Lesson 2: Thinking and Memory
7 - Thinking Processes – Reasoning
Reasoning is the cornerstone of good decision-making. Reasoning is the process of forming conclusions, judgments, or inferences from facts or premises (the specific examples that are used as a starting point). Before reasoning is used, we must have cognition. Cognition is the act or process of knowing, understanding data; it is to become conscious of something. The reasoning process may point to a previous answer, a modification of earlier solutions, or a unique idea.

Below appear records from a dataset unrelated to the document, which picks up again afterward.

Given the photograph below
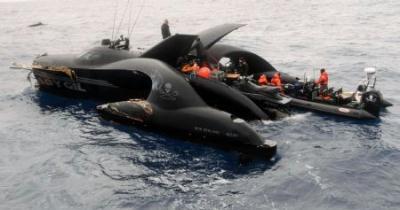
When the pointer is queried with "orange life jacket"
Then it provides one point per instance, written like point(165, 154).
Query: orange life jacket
point(276, 81)
point(204, 72)
point(323, 79)
point(187, 68)
point(263, 80)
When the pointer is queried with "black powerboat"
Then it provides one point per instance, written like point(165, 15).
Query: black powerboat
point(145, 89)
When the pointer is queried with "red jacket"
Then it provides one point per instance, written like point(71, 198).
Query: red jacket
point(323, 79)
point(262, 80)
point(276, 81)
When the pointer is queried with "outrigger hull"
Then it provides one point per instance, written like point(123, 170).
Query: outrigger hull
point(332, 109)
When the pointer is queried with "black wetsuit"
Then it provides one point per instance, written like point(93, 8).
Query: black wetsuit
point(243, 68)
point(165, 30)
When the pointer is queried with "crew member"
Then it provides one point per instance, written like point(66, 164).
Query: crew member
point(190, 67)
point(276, 81)
point(322, 81)
point(204, 70)
point(263, 80)
point(165, 29)
point(243, 66)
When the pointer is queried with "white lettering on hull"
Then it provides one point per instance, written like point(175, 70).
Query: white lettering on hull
point(76, 86)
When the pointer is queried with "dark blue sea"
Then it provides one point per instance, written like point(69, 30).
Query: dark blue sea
point(57, 153)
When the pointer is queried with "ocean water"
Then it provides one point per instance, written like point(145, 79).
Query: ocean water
point(56, 153)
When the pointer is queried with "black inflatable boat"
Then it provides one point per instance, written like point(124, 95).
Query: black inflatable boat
point(365, 103)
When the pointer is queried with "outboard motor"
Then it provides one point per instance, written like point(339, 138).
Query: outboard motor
point(371, 99)
point(371, 102)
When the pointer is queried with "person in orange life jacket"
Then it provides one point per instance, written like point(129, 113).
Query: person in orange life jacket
point(204, 70)
point(323, 81)
point(190, 67)
point(263, 80)
point(276, 81)
point(243, 66)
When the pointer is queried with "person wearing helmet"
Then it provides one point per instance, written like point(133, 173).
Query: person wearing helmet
point(165, 29)
point(322, 81)
point(276, 81)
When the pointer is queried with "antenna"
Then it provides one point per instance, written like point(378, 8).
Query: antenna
point(123, 16)
point(115, 17)
point(136, 19)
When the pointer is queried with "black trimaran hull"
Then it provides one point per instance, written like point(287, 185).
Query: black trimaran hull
point(332, 109)
point(175, 107)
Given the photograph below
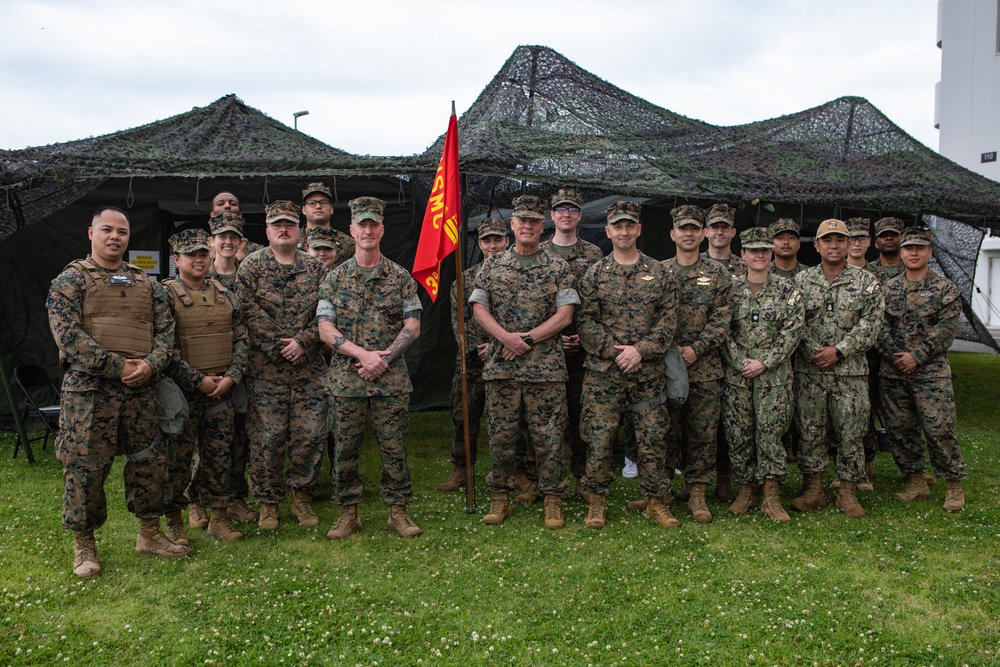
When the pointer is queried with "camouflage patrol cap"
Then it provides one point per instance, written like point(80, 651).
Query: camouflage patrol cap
point(367, 208)
point(226, 222)
point(313, 188)
point(529, 206)
point(784, 225)
point(567, 196)
point(282, 209)
point(721, 213)
point(492, 227)
point(831, 226)
point(887, 225)
point(321, 237)
point(688, 214)
point(916, 236)
point(756, 237)
point(622, 210)
point(190, 240)
point(858, 227)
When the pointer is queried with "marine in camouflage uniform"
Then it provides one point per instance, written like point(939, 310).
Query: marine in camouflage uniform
point(626, 322)
point(227, 228)
point(757, 404)
point(922, 311)
point(279, 289)
point(112, 325)
point(317, 207)
point(492, 234)
point(843, 314)
point(887, 233)
point(369, 313)
point(704, 295)
point(525, 369)
point(207, 363)
point(566, 210)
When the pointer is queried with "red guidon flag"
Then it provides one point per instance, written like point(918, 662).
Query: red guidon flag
point(439, 233)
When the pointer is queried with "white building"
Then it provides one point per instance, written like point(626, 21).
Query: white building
point(967, 113)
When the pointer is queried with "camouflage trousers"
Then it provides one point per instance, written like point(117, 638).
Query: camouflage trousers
point(390, 417)
point(755, 417)
point(698, 419)
point(914, 404)
point(94, 426)
point(477, 405)
point(285, 420)
point(199, 460)
point(607, 396)
point(574, 446)
point(837, 402)
point(542, 406)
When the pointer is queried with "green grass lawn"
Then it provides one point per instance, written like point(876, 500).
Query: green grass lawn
point(908, 585)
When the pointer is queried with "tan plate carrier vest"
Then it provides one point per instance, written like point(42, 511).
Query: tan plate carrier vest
point(204, 325)
point(119, 317)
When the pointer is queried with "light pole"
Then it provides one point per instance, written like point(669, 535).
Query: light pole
point(296, 116)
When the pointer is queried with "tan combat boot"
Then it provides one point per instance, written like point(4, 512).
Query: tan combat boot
point(658, 510)
point(152, 542)
point(240, 511)
point(400, 522)
point(302, 508)
point(847, 501)
point(954, 499)
point(814, 495)
point(268, 516)
point(347, 524)
point(595, 512)
point(916, 489)
point(197, 517)
point(529, 490)
point(85, 563)
point(175, 529)
point(455, 481)
point(696, 504)
point(220, 527)
point(638, 505)
point(770, 505)
point(500, 510)
point(553, 512)
point(745, 501)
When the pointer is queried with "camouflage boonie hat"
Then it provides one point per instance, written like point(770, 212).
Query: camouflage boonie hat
point(688, 214)
point(313, 188)
point(282, 209)
point(831, 226)
point(889, 225)
point(367, 208)
point(858, 227)
point(916, 236)
point(529, 206)
point(622, 210)
point(784, 225)
point(321, 237)
point(190, 240)
point(721, 213)
point(492, 227)
point(756, 237)
point(226, 222)
point(567, 196)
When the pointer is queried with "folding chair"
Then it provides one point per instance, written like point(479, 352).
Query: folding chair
point(32, 377)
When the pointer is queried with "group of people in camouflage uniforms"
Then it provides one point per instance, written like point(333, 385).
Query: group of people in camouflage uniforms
point(273, 352)
point(260, 353)
point(772, 350)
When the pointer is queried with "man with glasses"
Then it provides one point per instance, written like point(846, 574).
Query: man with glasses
point(317, 207)
point(567, 211)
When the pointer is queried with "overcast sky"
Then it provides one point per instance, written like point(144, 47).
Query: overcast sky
point(378, 77)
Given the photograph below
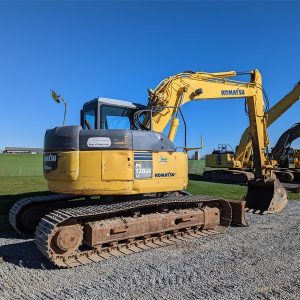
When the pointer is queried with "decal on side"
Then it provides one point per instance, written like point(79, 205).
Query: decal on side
point(99, 142)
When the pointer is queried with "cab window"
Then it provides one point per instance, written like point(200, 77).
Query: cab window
point(90, 120)
point(113, 117)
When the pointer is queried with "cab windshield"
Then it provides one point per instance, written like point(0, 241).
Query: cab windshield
point(114, 117)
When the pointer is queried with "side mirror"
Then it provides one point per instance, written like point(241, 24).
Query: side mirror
point(55, 96)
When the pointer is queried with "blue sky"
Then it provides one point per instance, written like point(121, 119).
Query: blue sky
point(119, 49)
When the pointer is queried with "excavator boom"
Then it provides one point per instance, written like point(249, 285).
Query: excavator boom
point(244, 149)
point(177, 90)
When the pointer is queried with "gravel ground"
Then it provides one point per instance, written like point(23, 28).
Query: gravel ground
point(258, 262)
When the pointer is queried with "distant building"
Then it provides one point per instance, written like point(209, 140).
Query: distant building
point(23, 150)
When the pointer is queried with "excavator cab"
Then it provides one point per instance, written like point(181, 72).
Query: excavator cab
point(104, 113)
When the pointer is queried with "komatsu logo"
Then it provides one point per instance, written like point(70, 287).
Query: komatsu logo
point(237, 92)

There are two types of reasoning: inductive and deductive. In each case the individuals sort the information they have at hand in two different ways to reach a solution. With inductive reasoning, the individual processes information by moving from specific individual cases to general principles. The thinker is moving from the known to the unknown. From the specific examples that are known, the thinker formulates a new hypothesis about what future observations may reveal. Inductive reasoning uses repeated experience with a particular situation to draw a conclusion about all similar situations.
The other type of reasoning is deductive reasoning. With deductive reasoning, the individual processes information by moving from general principles to specific cases or consequences. Deductive reasoning is essentially a matter of putting two and two together. The general rule is tested on separate occasions and its application to separate cases is judged. To make sense of our world, we notice patterns in the way things happen.